Immunocytochemistry. HTM cells were cultured on coverslips in 24-well plates. After the indicated treatment was completed, cells were fixed and permeabilized by 4% paraformaldehyde with 0.5% Triton X-100 (Thermo Fisher Scientific) at 4°C for 30 minutes and then blocked in 10% goat serum at 4°C for 1 hour. Subsequently, the cells were incubated in primary antibodies at 4°C overnight, including rabbit polyclonal anti-SIPA1L1 antibody (1:200; Proteintech), rabbit polyclonal anti-FN antibody (1:200; Abcam), rabbit polyclonal anti-LN antibody (1:200; Abcam), rabbit polyclonal anti–COL-IV antibody (1:200; Abcam), or rabbit polyclonal anti–actin α1 antibody for G-actin expression levels (1:200; Affinity). After washing in PBS 3 times, the Alexa Fluor 488–conjugated or Alexa Fluor 594–conjugated anti-rabbit antibody as the secondary antibody (1:1000; Invitrogen) was used to incubate the HTM cells at room temperature protected from light for 1 hour. Afterward, the slides were stained with Hoechst 33258 (1:5000; Yeason) at 4°C for 15 minutes and/or incubated in phalloidin (1:1000; Yeason) at room temperature for 30 minutes. Finally, the fluorescence images were obtained under a fluorescence microscope (Nikon).

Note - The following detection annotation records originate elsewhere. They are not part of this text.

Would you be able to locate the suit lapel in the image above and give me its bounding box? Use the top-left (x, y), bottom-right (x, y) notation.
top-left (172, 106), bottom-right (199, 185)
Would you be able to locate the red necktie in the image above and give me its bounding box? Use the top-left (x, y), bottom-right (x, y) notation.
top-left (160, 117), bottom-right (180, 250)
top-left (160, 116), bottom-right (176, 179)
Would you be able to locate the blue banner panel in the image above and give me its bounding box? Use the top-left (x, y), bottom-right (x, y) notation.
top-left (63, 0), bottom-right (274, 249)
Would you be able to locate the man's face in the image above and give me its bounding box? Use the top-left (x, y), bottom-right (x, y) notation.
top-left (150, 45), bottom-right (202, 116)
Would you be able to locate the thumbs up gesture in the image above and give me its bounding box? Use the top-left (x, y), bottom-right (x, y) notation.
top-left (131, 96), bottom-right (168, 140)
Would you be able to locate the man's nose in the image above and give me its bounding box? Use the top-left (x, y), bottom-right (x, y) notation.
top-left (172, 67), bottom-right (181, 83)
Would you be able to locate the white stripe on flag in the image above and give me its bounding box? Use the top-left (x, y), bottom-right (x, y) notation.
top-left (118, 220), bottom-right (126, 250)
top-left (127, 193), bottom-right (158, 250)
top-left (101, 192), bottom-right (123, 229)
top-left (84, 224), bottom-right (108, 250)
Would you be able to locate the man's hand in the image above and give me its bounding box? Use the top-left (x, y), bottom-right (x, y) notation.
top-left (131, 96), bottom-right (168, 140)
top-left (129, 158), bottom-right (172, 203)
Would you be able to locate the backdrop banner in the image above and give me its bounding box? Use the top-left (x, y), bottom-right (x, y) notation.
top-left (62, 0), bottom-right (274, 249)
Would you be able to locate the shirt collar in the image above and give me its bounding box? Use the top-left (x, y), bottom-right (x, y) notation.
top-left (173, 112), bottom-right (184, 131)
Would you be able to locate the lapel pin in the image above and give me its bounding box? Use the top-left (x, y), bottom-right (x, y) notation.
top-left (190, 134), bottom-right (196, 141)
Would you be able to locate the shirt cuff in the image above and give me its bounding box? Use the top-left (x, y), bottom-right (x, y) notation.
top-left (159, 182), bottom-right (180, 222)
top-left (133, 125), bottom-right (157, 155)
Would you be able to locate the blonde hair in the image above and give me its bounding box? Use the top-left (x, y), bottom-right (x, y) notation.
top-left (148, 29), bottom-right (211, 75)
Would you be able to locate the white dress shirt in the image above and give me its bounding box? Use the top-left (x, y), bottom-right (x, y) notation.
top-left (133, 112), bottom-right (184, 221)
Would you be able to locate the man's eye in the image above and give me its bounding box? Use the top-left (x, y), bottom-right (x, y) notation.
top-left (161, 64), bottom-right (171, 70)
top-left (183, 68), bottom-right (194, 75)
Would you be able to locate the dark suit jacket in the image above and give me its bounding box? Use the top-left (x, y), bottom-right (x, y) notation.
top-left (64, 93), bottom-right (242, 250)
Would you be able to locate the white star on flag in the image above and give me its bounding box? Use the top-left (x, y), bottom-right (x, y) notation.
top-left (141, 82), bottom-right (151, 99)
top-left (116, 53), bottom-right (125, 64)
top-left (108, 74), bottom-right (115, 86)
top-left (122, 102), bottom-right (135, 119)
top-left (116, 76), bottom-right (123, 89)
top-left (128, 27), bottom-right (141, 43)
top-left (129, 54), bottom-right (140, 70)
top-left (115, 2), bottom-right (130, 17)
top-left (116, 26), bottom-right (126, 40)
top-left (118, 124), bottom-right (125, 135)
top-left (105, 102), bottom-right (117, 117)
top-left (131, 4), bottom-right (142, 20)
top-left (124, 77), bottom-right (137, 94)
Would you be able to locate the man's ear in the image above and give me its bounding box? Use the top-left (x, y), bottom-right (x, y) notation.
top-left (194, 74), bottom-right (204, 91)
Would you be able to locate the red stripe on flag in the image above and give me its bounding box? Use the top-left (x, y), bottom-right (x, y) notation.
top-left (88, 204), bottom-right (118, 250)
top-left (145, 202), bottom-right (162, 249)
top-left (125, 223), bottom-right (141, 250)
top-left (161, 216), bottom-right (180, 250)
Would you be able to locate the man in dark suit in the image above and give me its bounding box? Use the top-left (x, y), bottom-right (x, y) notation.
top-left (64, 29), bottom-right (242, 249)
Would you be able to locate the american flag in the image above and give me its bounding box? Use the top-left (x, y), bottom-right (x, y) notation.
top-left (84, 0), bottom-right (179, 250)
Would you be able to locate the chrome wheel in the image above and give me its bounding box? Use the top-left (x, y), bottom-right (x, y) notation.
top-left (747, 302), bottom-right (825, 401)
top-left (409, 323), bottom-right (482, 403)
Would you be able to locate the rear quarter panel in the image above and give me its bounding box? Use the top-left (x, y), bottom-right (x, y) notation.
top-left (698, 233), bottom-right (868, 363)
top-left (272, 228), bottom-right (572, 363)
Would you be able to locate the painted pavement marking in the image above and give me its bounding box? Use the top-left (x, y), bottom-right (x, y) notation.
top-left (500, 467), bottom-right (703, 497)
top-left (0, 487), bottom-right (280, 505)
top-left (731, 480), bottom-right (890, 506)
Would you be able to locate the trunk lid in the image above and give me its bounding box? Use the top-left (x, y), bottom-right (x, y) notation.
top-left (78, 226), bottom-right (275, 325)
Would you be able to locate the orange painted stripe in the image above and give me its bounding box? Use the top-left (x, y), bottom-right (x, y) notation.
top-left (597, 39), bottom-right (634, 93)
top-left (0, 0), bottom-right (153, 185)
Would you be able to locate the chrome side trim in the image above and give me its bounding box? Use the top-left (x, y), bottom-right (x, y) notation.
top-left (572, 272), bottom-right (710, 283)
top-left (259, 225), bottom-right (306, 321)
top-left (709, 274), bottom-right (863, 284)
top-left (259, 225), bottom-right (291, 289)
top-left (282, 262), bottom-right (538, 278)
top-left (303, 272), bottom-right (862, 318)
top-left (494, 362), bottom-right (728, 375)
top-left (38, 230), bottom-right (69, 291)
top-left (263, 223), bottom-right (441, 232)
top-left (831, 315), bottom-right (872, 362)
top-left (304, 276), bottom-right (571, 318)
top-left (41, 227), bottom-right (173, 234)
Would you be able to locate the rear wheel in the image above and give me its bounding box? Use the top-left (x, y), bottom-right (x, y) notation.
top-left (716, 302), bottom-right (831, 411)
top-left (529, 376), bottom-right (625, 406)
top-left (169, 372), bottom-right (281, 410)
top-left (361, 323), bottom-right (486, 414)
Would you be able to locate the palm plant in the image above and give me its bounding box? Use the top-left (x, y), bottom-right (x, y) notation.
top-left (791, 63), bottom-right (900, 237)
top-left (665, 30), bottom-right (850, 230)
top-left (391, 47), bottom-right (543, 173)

Statistics. Data are expressed as mean ± standard error of the mean (SEM). Data were analyzed by unpaired, 2-tailed Student’s t test for comparisons between 2 groups and 1-way analysis of variance (ANOVA) followed by Tukey’s test for comparisons among 3 or more groups. A P value of less than 0.05 was considered to be statistically significant. In all experiments, n was 3 or greater.

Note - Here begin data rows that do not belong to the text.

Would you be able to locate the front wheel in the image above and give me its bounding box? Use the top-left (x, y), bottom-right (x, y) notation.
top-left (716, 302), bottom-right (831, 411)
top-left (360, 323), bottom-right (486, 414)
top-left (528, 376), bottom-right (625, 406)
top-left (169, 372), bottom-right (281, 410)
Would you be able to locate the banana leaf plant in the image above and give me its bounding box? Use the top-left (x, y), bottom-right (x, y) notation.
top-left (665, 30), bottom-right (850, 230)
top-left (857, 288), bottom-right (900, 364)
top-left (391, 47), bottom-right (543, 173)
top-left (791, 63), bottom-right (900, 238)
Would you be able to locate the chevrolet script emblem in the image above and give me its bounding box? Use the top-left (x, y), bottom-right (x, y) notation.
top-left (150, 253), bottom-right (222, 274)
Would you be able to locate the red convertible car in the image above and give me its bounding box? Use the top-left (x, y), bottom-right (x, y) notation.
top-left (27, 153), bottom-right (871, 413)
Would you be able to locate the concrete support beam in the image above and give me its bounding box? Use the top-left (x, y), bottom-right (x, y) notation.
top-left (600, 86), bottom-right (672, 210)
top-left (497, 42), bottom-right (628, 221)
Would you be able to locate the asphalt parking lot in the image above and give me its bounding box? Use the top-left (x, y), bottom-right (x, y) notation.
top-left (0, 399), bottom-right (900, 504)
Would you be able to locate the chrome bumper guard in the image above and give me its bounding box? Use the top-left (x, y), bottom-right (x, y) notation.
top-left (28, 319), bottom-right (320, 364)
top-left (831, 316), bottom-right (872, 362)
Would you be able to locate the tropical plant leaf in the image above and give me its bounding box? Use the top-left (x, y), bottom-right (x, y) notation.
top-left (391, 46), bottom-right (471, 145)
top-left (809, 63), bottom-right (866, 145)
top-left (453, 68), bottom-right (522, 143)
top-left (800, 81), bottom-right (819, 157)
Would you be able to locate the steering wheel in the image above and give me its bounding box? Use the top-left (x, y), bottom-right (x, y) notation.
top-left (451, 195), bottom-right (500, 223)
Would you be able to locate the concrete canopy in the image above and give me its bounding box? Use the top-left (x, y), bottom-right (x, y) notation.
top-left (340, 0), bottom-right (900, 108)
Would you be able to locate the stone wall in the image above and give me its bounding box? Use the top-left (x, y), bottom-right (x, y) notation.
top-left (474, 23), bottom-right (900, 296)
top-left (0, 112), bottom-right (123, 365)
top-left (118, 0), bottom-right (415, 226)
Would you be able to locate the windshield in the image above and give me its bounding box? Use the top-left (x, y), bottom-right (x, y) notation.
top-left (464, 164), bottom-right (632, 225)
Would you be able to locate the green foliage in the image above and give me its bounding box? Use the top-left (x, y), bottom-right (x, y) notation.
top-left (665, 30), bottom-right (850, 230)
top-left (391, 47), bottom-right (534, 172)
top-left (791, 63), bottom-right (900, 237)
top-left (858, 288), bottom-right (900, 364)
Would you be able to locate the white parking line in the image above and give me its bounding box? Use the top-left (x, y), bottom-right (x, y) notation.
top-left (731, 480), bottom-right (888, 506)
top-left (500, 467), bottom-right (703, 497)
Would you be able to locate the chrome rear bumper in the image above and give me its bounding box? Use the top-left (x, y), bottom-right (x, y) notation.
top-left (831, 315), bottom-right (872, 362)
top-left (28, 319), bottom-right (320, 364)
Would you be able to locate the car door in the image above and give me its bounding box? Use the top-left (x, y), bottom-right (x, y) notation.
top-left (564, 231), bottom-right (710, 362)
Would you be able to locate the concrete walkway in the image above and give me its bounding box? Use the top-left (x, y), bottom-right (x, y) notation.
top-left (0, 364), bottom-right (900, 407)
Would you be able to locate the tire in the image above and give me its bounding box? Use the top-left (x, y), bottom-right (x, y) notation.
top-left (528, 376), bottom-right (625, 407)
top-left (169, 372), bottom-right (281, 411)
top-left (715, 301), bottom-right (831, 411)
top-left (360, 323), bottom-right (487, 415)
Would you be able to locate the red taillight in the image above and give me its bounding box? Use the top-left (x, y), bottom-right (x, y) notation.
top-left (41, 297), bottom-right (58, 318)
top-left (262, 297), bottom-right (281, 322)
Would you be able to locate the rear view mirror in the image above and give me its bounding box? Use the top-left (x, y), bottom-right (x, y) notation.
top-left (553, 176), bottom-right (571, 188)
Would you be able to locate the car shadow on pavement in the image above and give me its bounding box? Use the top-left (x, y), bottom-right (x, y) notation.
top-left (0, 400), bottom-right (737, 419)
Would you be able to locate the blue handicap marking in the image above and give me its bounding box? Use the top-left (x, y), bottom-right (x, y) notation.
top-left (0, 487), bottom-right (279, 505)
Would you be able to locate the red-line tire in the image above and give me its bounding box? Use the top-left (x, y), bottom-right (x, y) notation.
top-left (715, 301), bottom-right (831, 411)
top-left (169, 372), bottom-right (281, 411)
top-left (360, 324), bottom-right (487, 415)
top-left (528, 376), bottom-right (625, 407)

Study approval. All experiments were performed in Shanghai Key Laboratory of Orbital Diseases and Ocular Oncology. The study complied with the Declaration of Helsinki. The TM and aqueous humor samples from patients were obtained from the Ninth People’s Hospital, Shanghai Jiao Tong University School of Medicine following approval by the institutional research ethics board (No. SH9H-2019-TK204-1).

Data availability. Label-free quantitative proteomics data have been deposited in UniProt (https://www.uniprot.org/; Uniprot_HomoSapiens_20386_20180905). All raw data values used in the graphs are available in the Supporting Data Values file. Upon reasonable request, the lead corresponding author will provide access to the data that underpin the study’s conclusions.